This dataset represents the output of the OCR stage of the data pipeline. The word order for the dataset comes directly from the OCR layer. Trained a document classification model using Random forest, Linear SVC and Sequential NN using TF-IDF Features
The given CSV file contains raw OCR data read from PDF soft copies. The document consists of a document type in the first column and followed by hashed OCR delimited by space. Each hashed word is assigned to a unique word and it is assumed that they are all ordered. A sample line looks like below:
CANCELLATION NOTICE,641356219cbc f95d0bea231b ... [lots more words] ... 52102c70348d b32153b8b30c
1.Trained a document classification model. 2. Deployed my model to a public cloud platform (AWS) as a webservice.

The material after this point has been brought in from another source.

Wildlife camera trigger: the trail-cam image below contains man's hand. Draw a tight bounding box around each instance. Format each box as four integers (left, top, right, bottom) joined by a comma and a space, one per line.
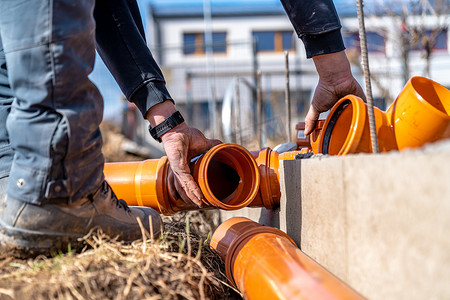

Accuracies of the experimented algorithm:
- Linear SVC: 0.816023166023166
- Logistic Regression: 0.7010939510939511
- Seq Neural Network : 0.8566
Chose the best performing to model to create a RESTful API using Flask and also created a UI template for real time document analysis.
Webservice specifications:
- RESTful API
- Respect content-type header (application/json and text/html minimum other bonus)
- Discoverable from root path
- URL encoded GET parameter "words" returns predicted document type (confidence is a bonus) in field "prediction" and "confidence"
- HTML pages should be readable by a human and allow for action, aka input field and submit buttons etc.